With the bylaw now adopted,  non-residential development projects within Rossland city limits that are over $10,000 in value will be able to apply for a tax exemption on any increased assessment related to the new work, upgrades and improvements associated with the project.

 

That tax exemption will apply for approved projects for a five year period. At that time the developer may apply for a five year extension in which the tax on the increased assessment due to the improvements will be ramped back up over the second five year period. Part of the thought behind the bylaw is that currently developers who wish to improve their buildings are likely hit with an increased assessment on the value of their property and thus likely have to pay an increased property tax bill. Removing that hindrance to development and allowing a ramp up period for the project to start generating revenue before its hit with increased taxes is the basis of the new bylaw.

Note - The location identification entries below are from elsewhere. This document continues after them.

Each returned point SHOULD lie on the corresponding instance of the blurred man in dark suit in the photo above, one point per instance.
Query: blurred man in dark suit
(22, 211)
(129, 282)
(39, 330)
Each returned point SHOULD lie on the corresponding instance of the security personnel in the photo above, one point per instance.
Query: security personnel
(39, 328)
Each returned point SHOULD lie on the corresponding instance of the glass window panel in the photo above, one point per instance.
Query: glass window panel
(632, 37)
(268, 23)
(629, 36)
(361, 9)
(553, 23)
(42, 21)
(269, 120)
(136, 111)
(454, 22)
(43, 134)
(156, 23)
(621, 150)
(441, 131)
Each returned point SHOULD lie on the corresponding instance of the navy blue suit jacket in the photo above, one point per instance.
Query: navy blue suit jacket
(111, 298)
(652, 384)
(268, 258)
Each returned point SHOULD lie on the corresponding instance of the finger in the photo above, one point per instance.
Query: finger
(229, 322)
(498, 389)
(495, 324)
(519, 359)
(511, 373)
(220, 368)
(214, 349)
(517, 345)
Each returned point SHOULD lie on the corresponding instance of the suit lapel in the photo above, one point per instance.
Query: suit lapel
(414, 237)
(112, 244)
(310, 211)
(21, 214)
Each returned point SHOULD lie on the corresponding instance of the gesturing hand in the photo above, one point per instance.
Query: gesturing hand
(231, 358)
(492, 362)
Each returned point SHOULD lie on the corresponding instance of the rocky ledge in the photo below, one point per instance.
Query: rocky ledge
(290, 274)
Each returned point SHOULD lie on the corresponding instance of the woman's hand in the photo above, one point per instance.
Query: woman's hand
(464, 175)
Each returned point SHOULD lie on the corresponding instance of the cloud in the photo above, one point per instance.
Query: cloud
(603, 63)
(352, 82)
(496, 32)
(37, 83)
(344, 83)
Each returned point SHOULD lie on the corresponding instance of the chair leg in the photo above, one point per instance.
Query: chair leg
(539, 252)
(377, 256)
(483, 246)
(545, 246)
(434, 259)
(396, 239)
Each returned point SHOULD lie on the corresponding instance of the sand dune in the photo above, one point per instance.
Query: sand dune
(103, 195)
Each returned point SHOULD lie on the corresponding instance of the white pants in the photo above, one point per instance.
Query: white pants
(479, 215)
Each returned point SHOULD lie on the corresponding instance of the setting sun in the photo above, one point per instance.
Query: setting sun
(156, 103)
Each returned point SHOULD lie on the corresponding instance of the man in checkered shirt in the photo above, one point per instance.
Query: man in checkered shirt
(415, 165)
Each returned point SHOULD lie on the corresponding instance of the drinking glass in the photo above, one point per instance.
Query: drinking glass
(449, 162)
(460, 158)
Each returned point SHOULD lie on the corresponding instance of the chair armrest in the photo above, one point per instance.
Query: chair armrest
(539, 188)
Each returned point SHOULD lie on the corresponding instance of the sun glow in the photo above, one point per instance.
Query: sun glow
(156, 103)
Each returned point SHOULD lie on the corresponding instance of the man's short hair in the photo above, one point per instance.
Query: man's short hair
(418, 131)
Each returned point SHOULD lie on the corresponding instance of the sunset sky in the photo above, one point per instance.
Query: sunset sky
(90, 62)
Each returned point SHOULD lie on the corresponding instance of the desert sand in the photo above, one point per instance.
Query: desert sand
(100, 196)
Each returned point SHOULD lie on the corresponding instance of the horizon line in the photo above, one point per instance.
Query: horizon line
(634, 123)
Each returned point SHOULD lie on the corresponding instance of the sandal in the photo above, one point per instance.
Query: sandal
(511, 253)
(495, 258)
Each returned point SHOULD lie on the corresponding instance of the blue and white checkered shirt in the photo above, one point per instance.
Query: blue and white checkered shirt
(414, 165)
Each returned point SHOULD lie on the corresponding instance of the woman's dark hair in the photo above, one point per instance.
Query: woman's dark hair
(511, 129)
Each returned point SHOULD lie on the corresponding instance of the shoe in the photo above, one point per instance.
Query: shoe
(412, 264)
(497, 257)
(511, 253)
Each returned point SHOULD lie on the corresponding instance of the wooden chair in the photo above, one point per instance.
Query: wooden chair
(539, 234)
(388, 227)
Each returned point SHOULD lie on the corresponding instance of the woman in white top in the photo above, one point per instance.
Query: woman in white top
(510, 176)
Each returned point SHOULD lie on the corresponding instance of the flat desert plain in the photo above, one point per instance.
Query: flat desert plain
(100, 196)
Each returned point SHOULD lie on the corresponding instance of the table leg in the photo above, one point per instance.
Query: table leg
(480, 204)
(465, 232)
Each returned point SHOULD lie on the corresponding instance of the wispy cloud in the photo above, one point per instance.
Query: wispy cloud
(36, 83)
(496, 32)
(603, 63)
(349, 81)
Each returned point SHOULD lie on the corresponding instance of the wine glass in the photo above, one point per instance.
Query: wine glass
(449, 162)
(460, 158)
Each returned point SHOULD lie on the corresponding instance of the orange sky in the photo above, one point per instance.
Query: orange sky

At its heart, it’s as much removing a hindrance to development as it is creating an incentive for new development.

 

Projects that take place within a given tax year  from November 1st to October 31st of each year can apply prior to October 31st in the year the project took place. When assessments begin taking place on November 1st the applied property receives their exemption and the new work is not factored in to the assessed value to be taxed on.

 

Ultimately, the new bylaw was passed on Wednesday the 27th by council and the two projects in question have been accepted under the program. Moving forward,, it is hoped that the new bylaw will spur investment in the community, remove one hindrance to development in Rossland and, at the end of the day, leave our city both improved and in better economic health by the end of the five, possibly ten, year program. In the short, term the City will not lose any revenue : instead, it will simply not gain new revenue from these projects through increased assessments. Once the exemption expires, the city will receive increased revenues from these projects based on any increases in their assessments at that time.

 

The question still lingers however; is it right to offer incentives to develop to projects that have already been completed?